The choice of request handling time as opposed to request rate was based on
the observation in KAFKA-4195
<https://issues.apache.org/jira/browse/KAFKA-4195> that request rates may
be less intuitive to configure than percentage utilization. But since the
KIP is measuring time rather than request pool utilization as suggested in
the JIRA, I agree that request rate would probably work better than
percentage. So I am inclined to change the KIP to throttle on request rates
(e.g 100 requests per second) rather than percentage. Average request rates
are exposed as metrics, so admin can configure quotas based on that. And
the values are more meaningful from the client application point of view. I
am still interested in feedback regarding the second rejected alternative
that throttles based on percentage utilization of resource handler pool.
That was the suggestion from Jun/Ismael in KAFKA-4195, but I couldn't see
how that would help in the case where a small number of connections pushed
a continuous stream of short requests. Suggestions welcome.

Responses to other questions above:

- (Dong): The KIP proposes to throttle most requests (and not just
Produce/Fetch) since the goal is to control usage of broker resources. So
LeaderAndIsrRequest and MetadataRequest will also be throttled. The few
requests not being throttled are timing-sensitive.

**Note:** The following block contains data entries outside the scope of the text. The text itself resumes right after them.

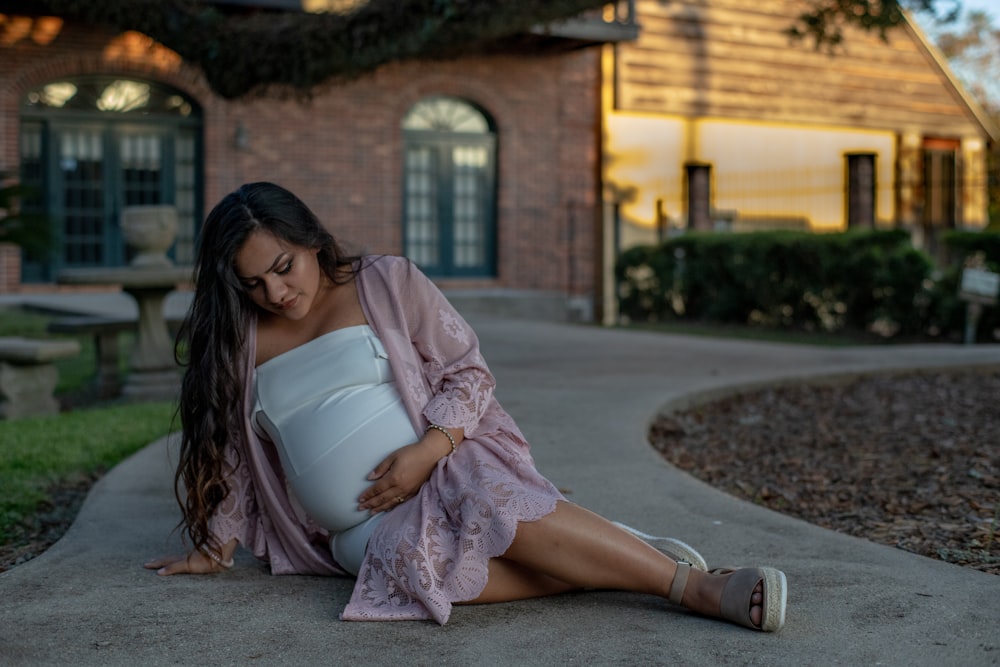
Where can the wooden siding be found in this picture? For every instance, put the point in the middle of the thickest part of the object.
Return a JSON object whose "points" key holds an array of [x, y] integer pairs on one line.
{"points": [[731, 59]]}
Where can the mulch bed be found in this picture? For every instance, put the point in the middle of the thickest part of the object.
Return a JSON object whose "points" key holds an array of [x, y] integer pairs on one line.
{"points": [[911, 461]]}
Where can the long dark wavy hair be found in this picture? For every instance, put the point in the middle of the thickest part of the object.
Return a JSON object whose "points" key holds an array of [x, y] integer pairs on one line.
{"points": [[212, 342]]}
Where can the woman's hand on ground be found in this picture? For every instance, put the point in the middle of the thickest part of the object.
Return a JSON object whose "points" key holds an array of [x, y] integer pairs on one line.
{"points": [[193, 563]]}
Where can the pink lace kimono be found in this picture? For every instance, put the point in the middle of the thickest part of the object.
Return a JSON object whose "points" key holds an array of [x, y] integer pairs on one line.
{"points": [[433, 549]]}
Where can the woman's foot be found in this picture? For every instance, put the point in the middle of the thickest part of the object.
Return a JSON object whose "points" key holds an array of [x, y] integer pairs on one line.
{"points": [[753, 597]]}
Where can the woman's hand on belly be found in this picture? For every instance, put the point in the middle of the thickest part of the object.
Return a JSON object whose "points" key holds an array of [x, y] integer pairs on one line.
{"points": [[401, 474]]}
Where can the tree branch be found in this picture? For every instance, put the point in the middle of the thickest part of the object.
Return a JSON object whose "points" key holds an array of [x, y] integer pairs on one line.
{"points": [[250, 51]]}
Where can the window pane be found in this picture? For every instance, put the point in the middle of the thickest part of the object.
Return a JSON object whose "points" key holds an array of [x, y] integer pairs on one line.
{"points": [[421, 222], [469, 204]]}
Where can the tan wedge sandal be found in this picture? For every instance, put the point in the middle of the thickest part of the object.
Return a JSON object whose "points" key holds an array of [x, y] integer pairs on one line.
{"points": [[738, 591]]}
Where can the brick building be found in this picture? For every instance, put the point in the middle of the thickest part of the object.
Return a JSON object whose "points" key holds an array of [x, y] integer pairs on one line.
{"points": [[485, 170]]}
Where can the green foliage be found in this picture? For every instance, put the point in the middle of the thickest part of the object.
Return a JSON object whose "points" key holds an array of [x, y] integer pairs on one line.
{"points": [[825, 20], [38, 453], [947, 311], [854, 281]]}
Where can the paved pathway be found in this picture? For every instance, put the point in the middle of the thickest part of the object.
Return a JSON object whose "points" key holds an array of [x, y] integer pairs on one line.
{"points": [[585, 397]]}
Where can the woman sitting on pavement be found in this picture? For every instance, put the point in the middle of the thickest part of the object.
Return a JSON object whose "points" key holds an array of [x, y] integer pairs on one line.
{"points": [[338, 418]]}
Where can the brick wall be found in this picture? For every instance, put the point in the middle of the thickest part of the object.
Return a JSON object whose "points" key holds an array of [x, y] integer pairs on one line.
{"points": [[341, 150]]}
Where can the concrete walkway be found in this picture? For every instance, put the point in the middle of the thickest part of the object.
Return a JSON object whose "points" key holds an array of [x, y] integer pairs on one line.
{"points": [[585, 397]]}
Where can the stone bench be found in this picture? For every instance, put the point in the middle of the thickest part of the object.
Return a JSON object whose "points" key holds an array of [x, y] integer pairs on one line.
{"points": [[28, 376], [105, 331]]}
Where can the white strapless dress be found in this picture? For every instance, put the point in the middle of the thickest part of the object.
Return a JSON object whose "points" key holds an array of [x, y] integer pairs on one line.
{"points": [[332, 409]]}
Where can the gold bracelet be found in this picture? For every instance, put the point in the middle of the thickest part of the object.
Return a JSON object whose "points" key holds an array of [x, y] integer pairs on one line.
{"points": [[447, 435]]}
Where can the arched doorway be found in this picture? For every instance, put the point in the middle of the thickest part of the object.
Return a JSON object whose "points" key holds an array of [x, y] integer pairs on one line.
{"points": [[92, 145], [449, 188]]}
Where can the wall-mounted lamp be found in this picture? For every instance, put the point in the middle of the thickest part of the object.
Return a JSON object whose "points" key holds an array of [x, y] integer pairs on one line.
{"points": [[241, 138]]}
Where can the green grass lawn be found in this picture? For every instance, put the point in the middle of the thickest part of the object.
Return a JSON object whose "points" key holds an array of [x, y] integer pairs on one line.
{"points": [[40, 454]]}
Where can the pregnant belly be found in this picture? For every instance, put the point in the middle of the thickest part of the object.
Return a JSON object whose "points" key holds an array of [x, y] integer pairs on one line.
{"points": [[328, 488]]}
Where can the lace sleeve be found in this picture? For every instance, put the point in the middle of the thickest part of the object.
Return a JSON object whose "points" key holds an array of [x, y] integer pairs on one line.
{"points": [[235, 515], [461, 384]]}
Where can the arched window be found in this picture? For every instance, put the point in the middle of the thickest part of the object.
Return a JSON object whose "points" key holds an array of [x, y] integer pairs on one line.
{"points": [[449, 188], [92, 145]]}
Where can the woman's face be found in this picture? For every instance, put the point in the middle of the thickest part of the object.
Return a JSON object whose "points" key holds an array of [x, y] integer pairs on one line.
{"points": [[280, 278]]}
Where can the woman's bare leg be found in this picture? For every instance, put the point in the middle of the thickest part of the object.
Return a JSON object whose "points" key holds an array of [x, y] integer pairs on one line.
{"points": [[573, 548], [510, 581]]}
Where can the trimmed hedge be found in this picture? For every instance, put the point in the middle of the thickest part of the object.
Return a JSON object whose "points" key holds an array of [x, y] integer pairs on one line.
{"points": [[860, 281]]}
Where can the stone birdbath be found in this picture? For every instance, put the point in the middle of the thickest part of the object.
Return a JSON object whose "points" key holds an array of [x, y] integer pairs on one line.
{"points": [[149, 278]]}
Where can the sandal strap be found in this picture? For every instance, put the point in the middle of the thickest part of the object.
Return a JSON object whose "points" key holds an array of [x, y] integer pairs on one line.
{"points": [[680, 582]]}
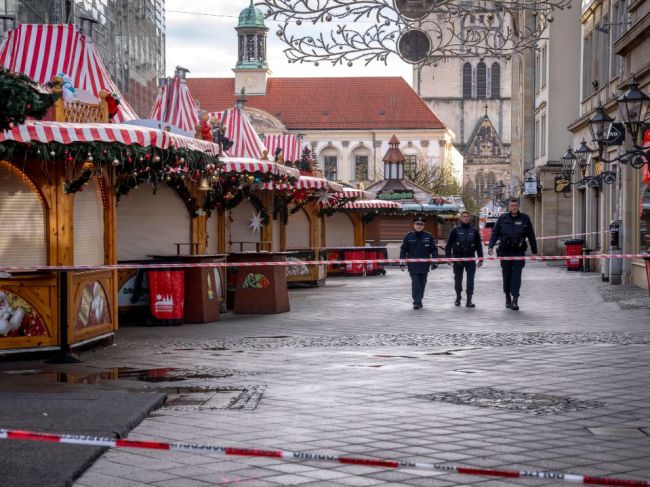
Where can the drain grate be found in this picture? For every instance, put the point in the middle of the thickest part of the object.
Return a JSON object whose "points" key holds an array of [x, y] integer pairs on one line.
{"points": [[212, 398], [522, 402]]}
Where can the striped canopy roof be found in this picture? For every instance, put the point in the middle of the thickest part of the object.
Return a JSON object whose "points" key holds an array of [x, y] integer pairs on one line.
{"points": [[289, 143], [246, 142], [175, 106], [41, 51]]}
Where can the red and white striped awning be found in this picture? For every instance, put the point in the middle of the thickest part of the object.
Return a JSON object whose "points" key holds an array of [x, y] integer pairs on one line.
{"points": [[41, 51], [246, 164], [371, 205], [289, 143], [306, 183], [246, 142], [175, 106], [354, 193], [68, 133]]}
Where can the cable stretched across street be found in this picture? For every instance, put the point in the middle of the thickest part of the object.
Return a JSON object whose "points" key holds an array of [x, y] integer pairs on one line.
{"points": [[312, 457]]}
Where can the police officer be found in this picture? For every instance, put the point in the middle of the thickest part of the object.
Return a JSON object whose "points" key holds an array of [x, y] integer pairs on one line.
{"points": [[464, 241], [511, 231], [418, 244]]}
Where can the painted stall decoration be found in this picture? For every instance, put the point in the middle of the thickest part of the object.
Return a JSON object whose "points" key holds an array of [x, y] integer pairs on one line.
{"points": [[93, 307], [18, 318]]}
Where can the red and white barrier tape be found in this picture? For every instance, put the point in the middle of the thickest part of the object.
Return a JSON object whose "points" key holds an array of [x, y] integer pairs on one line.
{"points": [[316, 457], [291, 263]]}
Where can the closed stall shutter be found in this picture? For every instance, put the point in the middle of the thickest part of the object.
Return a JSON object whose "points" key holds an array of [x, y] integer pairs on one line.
{"points": [[212, 232], [23, 240], [88, 226], [242, 236], [150, 224], [340, 230], [298, 231]]}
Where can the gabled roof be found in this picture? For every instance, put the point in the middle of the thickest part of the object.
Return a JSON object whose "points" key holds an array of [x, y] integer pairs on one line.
{"points": [[327, 103]]}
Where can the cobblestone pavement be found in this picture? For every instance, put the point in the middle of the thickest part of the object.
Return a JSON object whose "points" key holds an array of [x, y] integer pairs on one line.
{"points": [[562, 385]]}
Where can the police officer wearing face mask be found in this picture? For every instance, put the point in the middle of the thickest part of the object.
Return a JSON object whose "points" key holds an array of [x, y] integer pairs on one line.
{"points": [[511, 231], [418, 244], [464, 241]]}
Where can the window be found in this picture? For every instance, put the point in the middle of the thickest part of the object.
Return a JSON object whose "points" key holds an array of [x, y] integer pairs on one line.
{"points": [[544, 61], [586, 66], [538, 72], [537, 138], [410, 165], [467, 80], [361, 168], [542, 137], [481, 81], [331, 167], [495, 89]]}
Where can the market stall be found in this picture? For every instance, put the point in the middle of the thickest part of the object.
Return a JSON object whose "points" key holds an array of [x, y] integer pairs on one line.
{"points": [[59, 205]]}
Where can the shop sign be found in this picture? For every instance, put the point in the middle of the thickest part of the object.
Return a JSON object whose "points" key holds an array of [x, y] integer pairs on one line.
{"points": [[616, 134], [402, 195], [562, 185]]}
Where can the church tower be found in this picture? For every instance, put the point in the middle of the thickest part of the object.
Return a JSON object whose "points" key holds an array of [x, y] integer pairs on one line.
{"points": [[251, 70]]}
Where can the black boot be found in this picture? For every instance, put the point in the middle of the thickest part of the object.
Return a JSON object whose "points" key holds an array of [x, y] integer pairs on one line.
{"points": [[515, 303]]}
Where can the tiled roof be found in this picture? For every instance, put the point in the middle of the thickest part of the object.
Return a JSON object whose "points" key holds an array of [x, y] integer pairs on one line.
{"points": [[327, 103]]}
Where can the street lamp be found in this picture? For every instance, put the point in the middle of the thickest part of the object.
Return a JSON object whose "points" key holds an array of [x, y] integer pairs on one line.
{"points": [[633, 106], [497, 194], [582, 157]]}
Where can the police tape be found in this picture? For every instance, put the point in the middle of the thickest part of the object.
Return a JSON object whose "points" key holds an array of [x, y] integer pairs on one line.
{"points": [[297, 262], [313, 457]]}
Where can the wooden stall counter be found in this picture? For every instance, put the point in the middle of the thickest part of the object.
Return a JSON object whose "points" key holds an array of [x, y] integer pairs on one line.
{"points": [[258, 289], [203, 286]]}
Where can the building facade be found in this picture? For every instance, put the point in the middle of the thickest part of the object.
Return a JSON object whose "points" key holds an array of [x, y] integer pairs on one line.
{"points": [[347, 122], [463, 91], [129, 35], [615, 48]]}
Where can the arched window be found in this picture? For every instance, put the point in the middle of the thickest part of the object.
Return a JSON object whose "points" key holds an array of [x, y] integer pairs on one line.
{"points": [[467, 80], [496, 81], [481, 81]]}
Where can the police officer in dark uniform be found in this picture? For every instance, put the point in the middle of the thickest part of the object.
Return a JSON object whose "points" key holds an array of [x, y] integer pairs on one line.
{"points": [[464, 241], [418, 244], [511, 231]]}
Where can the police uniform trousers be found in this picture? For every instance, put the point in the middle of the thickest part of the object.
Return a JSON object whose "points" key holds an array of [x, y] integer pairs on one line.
{"points": [[511, 272], [459, 268], [418, 283]]}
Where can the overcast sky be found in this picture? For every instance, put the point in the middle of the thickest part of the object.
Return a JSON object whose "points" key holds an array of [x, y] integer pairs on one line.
{"points": [[207, 44]]}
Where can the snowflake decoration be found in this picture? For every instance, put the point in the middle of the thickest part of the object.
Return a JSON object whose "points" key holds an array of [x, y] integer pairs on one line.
{"points": [[256, 222]]}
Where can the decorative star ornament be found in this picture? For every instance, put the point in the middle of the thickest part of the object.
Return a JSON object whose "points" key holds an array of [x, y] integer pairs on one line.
{"points": [[256, 222]]}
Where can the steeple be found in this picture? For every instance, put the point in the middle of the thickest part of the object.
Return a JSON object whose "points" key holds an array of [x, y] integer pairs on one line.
{"points": [[251, 69]]}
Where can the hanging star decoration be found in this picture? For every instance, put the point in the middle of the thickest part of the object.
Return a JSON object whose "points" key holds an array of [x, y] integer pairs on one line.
{"points": [[256, 222]]}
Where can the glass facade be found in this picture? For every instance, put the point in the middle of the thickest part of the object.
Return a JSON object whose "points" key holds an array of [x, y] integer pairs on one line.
{"points": [[129, 36]]}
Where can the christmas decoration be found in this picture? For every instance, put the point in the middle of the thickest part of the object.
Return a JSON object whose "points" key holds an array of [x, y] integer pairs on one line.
{"points": [[20, 97]]}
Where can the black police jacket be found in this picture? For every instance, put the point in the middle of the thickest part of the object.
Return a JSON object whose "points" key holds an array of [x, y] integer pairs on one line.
{"points": [[418, 245], [512, 232], [464, 241]]}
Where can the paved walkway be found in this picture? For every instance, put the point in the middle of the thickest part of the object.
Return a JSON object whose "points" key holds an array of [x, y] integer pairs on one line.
{"points": [[562, 385]]}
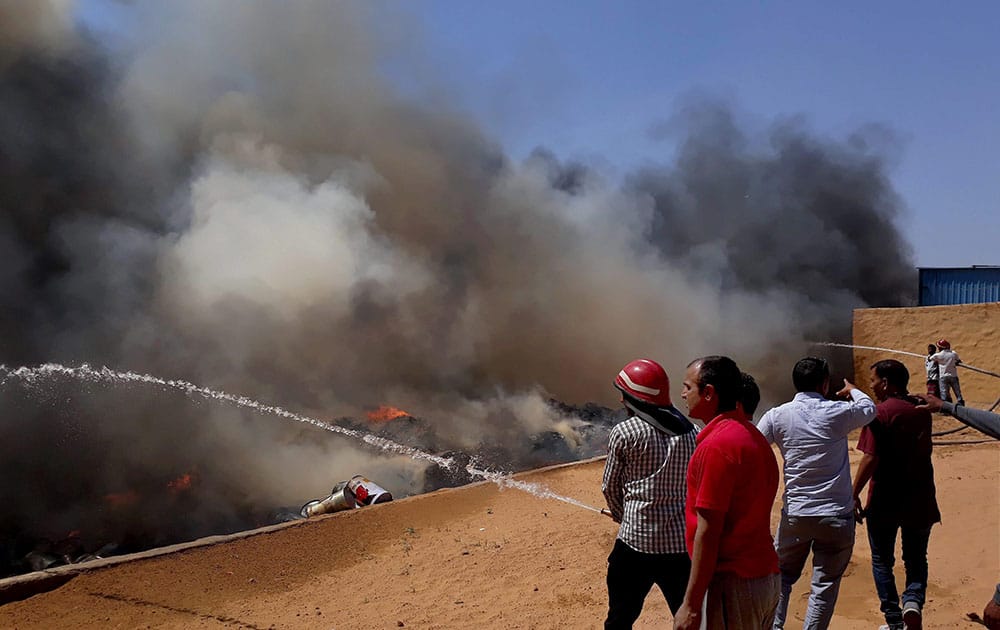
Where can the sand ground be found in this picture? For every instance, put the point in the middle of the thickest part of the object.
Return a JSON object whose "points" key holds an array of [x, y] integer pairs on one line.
{"points": [[482, 557]]}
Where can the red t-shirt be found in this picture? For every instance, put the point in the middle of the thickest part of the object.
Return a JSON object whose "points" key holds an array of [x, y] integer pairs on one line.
{"points": [[733, 470], [902, 487]]}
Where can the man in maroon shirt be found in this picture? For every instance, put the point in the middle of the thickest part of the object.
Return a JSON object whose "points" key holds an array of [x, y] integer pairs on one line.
{"points": [[901, 498], [731, 485]]}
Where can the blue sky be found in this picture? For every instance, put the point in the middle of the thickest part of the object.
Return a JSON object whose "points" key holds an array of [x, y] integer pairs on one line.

- (Dong): The KIP does not propose to throttle inter-broker traffic based
on request rates. The most frequent requests in inter-broker traffic are
fetch requests and a well configured broker would use reasonably good
values of min.bytes and max.wait that avoids overloading the broker
unnecessarily with fetch requests. The existing byte-rate based quotas
should be sufficient in this case.

- (Onur): Quota window configuration - this is the existing configuration
quota.window.size.seconds (also used for byte-rate quotas)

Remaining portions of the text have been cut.